Le but de cette liste est surtout de « protéger ces plantes des collectionneurs et de leurs prélèvements abusifs, notamment sur des milieux très fragiles. Sans ça, ces plantes disparaîtront » soutient Sylvia Lochon.

Sous peine de fortes amendes voire de plusieurs mois de prison, l’arrêté ministériel interdit donc de les détruire, les couper, les mutiler, les arracher, les cueillir, les enlever, les colporter, les utiliser, les mettre en vente, les vendre, les acheter. Sauf lors d’opérations d’exploitation des parcelles habituellement cultivées, où l’arrachage et la coupe sont permis. « En souhaitant qu’elles puissent dans la mesure du possible être replantées autre part » propose Sylvia Lochon.

Trois questions à : Jean-Jacques de Granville,
conservateur de l’herbier de Guyane, IRD

(Propos recueillis par Benoît Fernandes).

« Faire un recensement complet de la flore guyanaise»

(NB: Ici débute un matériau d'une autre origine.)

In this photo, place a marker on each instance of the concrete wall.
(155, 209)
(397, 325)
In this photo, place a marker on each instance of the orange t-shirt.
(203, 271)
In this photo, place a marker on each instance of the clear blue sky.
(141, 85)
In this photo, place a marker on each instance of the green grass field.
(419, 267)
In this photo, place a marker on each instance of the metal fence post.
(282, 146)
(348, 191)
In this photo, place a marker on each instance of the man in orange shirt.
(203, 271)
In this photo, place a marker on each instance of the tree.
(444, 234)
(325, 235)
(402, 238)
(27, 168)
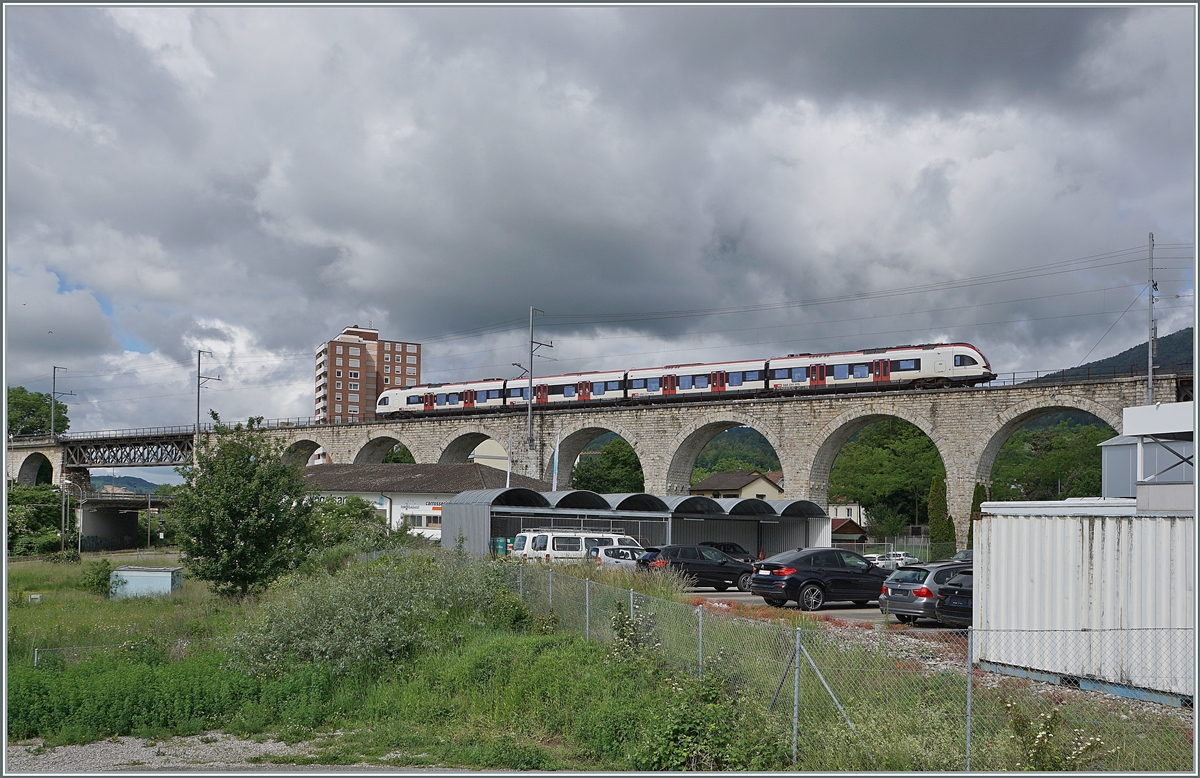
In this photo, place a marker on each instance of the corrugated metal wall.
(1086, 574)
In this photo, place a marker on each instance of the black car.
(732, 549)
(953, 606)
(705, 564)
(814, 576)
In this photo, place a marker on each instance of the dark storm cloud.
(252, 180)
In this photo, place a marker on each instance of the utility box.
(144, 581)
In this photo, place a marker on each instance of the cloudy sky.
(667, 184)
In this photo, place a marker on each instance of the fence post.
(970, 680)
(796, 699)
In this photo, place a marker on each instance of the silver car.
(616, 556)
(911, 591)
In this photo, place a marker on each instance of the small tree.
(244, 514)
(941, 526)
(976, 513)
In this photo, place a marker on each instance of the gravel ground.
(211, 752)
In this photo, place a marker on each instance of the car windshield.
(909, 575)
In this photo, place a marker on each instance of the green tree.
(1050, 464)
(400, 455)
(615, 470)
(977, 501)
(29, 413)
(354, 521)
(941, 525)
(245, 515)
(887, 468)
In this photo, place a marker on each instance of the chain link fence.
(864, 696)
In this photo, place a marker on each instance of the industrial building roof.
(425, 479)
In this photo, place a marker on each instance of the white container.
(1101, 598)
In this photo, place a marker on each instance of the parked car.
(815, 576)
(911, 591)
(563, 545)
(616, 556)
(953, 606)
(732, 549)
(705, 564)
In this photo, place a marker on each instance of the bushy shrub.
(383, 611)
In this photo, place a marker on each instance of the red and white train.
(928, 366)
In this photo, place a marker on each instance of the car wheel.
(811, 597)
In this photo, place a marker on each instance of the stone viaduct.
(967, 425)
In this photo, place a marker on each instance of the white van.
(563, 545)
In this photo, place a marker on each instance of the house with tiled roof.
(738, 484)
(411, 494)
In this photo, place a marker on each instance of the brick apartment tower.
(354, 367)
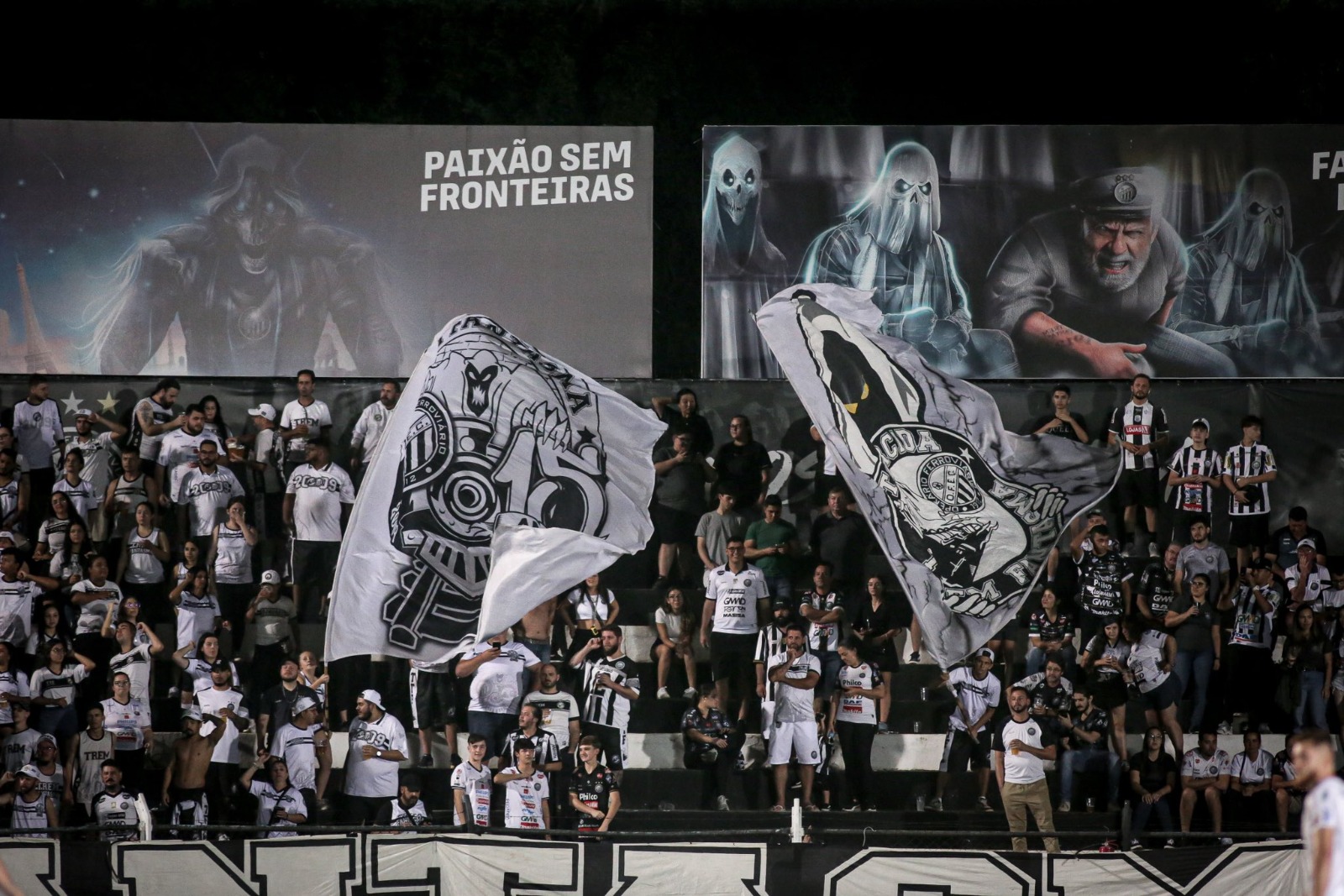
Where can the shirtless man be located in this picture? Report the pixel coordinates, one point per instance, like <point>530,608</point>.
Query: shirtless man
<point>186,773</point>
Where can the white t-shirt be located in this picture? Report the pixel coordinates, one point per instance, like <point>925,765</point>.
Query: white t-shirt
<point>523,799</point>
<point>374,777</point>
<point>497,685</point>
<point>319,496</point>
<point>734,597</point>
<point>476,786</point>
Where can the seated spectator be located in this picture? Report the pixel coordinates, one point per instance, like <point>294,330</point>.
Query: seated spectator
<point>1152,779</point>
<point>1250,797</point>
<point>674,624</point>
<point>1205,773</point>
<point>1050,631</point>
<point>707,743</point>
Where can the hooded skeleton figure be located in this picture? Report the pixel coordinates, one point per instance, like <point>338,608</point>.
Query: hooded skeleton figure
<point>743,269</point>
<point>1247,289</point>
<point>889,244</point>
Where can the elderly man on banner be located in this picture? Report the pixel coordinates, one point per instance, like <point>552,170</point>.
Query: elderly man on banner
<point>965,511</point>
<point>504,477</point>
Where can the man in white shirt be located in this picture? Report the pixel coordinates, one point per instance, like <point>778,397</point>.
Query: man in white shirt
<point>1021,745</point>
<point>795,723</point>
<point>376,746</point>
<point>1323,815</point>
<point>318,500</point>
<point>734,604</point>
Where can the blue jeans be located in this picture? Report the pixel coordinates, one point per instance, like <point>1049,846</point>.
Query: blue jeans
<point>1198,664</point>
<point>1079,761</point>
<point>1310,705</point>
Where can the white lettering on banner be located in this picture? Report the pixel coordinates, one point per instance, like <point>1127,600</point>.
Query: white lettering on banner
<point>948,873</point>
<point>35,868</point>
<point>644,869</point>
<point>472,866</point>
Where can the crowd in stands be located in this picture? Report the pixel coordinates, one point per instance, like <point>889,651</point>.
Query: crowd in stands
<point>228,537</point>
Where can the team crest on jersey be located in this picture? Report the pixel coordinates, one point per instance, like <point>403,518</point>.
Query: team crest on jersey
<point>980,533</point>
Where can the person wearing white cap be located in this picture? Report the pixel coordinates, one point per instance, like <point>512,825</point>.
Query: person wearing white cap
<point>376,746</point>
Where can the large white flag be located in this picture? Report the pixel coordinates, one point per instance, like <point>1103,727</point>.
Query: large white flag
<point>496,456</point>
<point>965,512</point>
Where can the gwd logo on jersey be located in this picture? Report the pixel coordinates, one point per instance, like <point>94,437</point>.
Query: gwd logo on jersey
<point>980,533</point>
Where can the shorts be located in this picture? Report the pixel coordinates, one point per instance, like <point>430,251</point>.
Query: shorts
<point>1163,694</point>
<point>1249,531</point>
<point>732,654</point>
<point>795,739</point>
<point>1139,488</point>
<point>615,754</point>
<point>960,748</point>
<point>433,699</point>
<point>672,526</point>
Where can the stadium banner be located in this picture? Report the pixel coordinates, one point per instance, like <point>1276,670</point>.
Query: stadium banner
<point>264,249</point>
<point>1039,251</point>
<point>499,461</point>
<point>964,511</point>
<point>488,866</point>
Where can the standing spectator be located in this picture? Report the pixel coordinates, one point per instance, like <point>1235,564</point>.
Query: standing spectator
<point>1062,421</point>
<point>1202,555</point>
<point>1205,774</point>
<point>39,438</point>
<point>318,500</point>
<point>1310,660</point>
<point>672,626</point>
<point>376,746</point>
<point>1250,668</point>
<point>302,419</point>
<point>1152,778</point>
<point>978,696</point>
<point>472,785</point>
<point>501,672</point>
<point>717,528</point>
<point>1247,470</point>
<point>595,790</point>
<point>707,743</point>
<point>685,419</point>
<point>853,720</point>
<point>877,626</point>
<point>732,606</point>
<point>1088,728</point>
<point>367,438</point>
<point>743,466</point>
<point>1250,797</point>
<point>1200,644</point>
<point>1021,743</point>
<point>1193,473</point>
<point>612,684</point>
<point>795,721</point>
<point>678,506</point>
<point>824,611</point>
<point>1102,580</point>
<point>1050,631</point>
<point>1140,430</point>
<point>434,705</point>
<point>772,543</point>
<point>840,537</point>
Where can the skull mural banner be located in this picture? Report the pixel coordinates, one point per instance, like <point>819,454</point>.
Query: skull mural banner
<point>508,459</point>
<point>965,512</point>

Le séminaire international du projet « Flora of the Guyanas » se déroule tous les deux ans dans différentes villes. C’est la deuxième fois depuis 1984 qu’il a lieu à Cayenne. Jean-Jacques de Granville rappelle l’intérêt du projet « Flora of the Guyanas »
France-Guyane : Pourquoi ce projet fut-il mis en place ?
Jean-Jacques de Granville : Nous n’avions aucun ouvrage complet qui recensait la flore guyanaise. Les seuls qui existaient dataient du 19e siècle. En 1984, plusieurs instituts internationaux, sous l’égide de l’Université hollandaise d’Utrecht, se sont réunis pour faire un recensement complet des espèces végétales, plantes ornementales, alimentaires, arbres, fougères… que comptent les trois Guyanes : Le Guyana, le Surinam et la Guyane française.
§ France-Guyane : Comment se déroule la coopération ?
Jean-Jacques de Granville : Nous nous réunissons tous les deux ans dans diverses villes. Nous faisons alors un point sur le recensement et la classification des espèces, sur les recherches entreprises, etc.
Nous éditons également plusieurs fascicules recensant les espèces nouvellement décrite. Dans quelques jours, le deuxième des trois tomes du livre (en langue anglaise) : « Guides des plantes vasculaires du centre de la Guyane française » sera disponible. Réalisé par Scott A. Mori, du Jardin Botanique de New-York, il établit une flore complète de notre région.
§ France-Guyane : Comment avance le projet ?
Jean-Jacques de Granville : Cela avance lentement. Nous n’avons pour l’instant publié qu’un tiers des famille présentes en Guyane.
Mais ces ouvrages et ces recherches ont pour but de mieux connaître notre environnement afin de le protéger et l’aménager dans les meilleurs conditions de préservation de la flore et de la faune de la Guyane.